“You’re… you’re Rossewyn? Like me?” The implications cascade through my mind, pieces clicking into terrible clarity. “That’s why they chose you. Why the binding worked so well. Why the ritual worked when I healed you.”
He nods, relief evident in his expression now that the truth is out. “My grandmother taught me a few basics before she died. Enough for me to recognize what you were, what you could do. When the Syndicate found me, I was working as a medic. They… convinced me to undergo the binding procedure. To become your handler.”
“Convinced you.” My voice hardens. “You mean forced you.”
“At first, yes.” His eyes hold mine, unflinching. “They threatened my family. Later… I stayed because of you. Because someone needed to safeguard the extractions, to minimize the damage. Because if it wasn’t me, it would have been someone who didn’t care if they broke you.”
The truth of it settles in my chest, neither comforting nor condemning. Just real.
“Why didn’t you tell me?” I ask, though I already know the answer.
“They were always listening. Always watching.” His hand reaches for mine, then stops, uncertain. “After a while, it seemed kinder not to tell you. What good would knowing do except add another loss to your burden?”
Anger flares, bright and unexpected. “So you decided for me. What I should know. What would hurt me. Just like them.”
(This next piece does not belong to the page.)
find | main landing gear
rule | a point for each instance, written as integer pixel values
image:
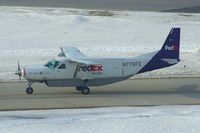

“No.” The word comes sharp, passionate. “Never like them. I did what I could within impossible constraints. Every time I slipped you extra medication. Every time I filed falsified reports to give you recovery days. It was all a risk that could have ended with both of us facing execution.”
The anger drains as quickly as it came, leaving bone-deep weariness in its wake. How can I blame him for impossible choices, for navigating the same cage that held me, just from a different angle?
“Family,” I whisper, testing the word. After so long without connections, without belonging, the concept feels foreign. “I have family.”
“Had.” Hargen’s correction is gentle. “Everyone else is gone. It’s just us now.”
“And Elena,” I say firmly.
He nods. “And Elena.”
Another silence falls, but different this time. Charged with shared history, with blood connection that explains the strange resonance between us that transcended the artificial binding.
“The ritual changed things,” I say finally. “Between us. I felt it.”
“Yes.” His gaze doesn’t waver. “The binding. It’s… realigned itself. Balanced. No longer handler and asset, just…” He hesitates.
“Connected.” I finish for him. “But differently now.”
He nods, something easing in his expression. “I never wanted to be your jailer, Lila. I hope you know that.”
“I do.” And I mean it. “But I need to know something.”
“Anything.”
“The feelings I saw. During the ritual.” I force myself to meet his eyes. “Were they real? Or part of the binding?”
Color rises in his cheeks. “Real. Always real. I’ve been worried about you, Lila. Worried you’ll leap into something you don’t understand.” His gaze shifts to my neck. “But it seems I’m too late.”
Heat floods my face. “It’s complicated.”
“Isn’t everything?” His laugh holds no bitterness, just weary acceptance. “The way he looks at you… I’ve never seen a dragonso close to claiming. It’s rare, you know. Dragons and humans… witches or otherwise.”
My pulse quickens at his words. “What do you mean, claiming?”
“Dragons mate for life, Lila. When they find their true match, their fated mate, something instinctive takes over.” His eyes hold mine, no judgment in them. “The mark he left on you… It’s just the beginning.”
I touch the spot on my neck where Talon’s teeth had grazed, feeling a phantom tingle even though the visible mark has faded. “I barely know him.”
“Some connections transcend time.” Hargen’s smile is gentle, if sad. “You deserve happiness, Lila. Freedom to choose. That’s all I ever wanted for you.”
I squeeze his hand, surprised at how right it feels now that truth lies between us. Not the passionate spark I feel with Talon, but something equally valuable. Family. Blood. Connection to a past I thought lost forever.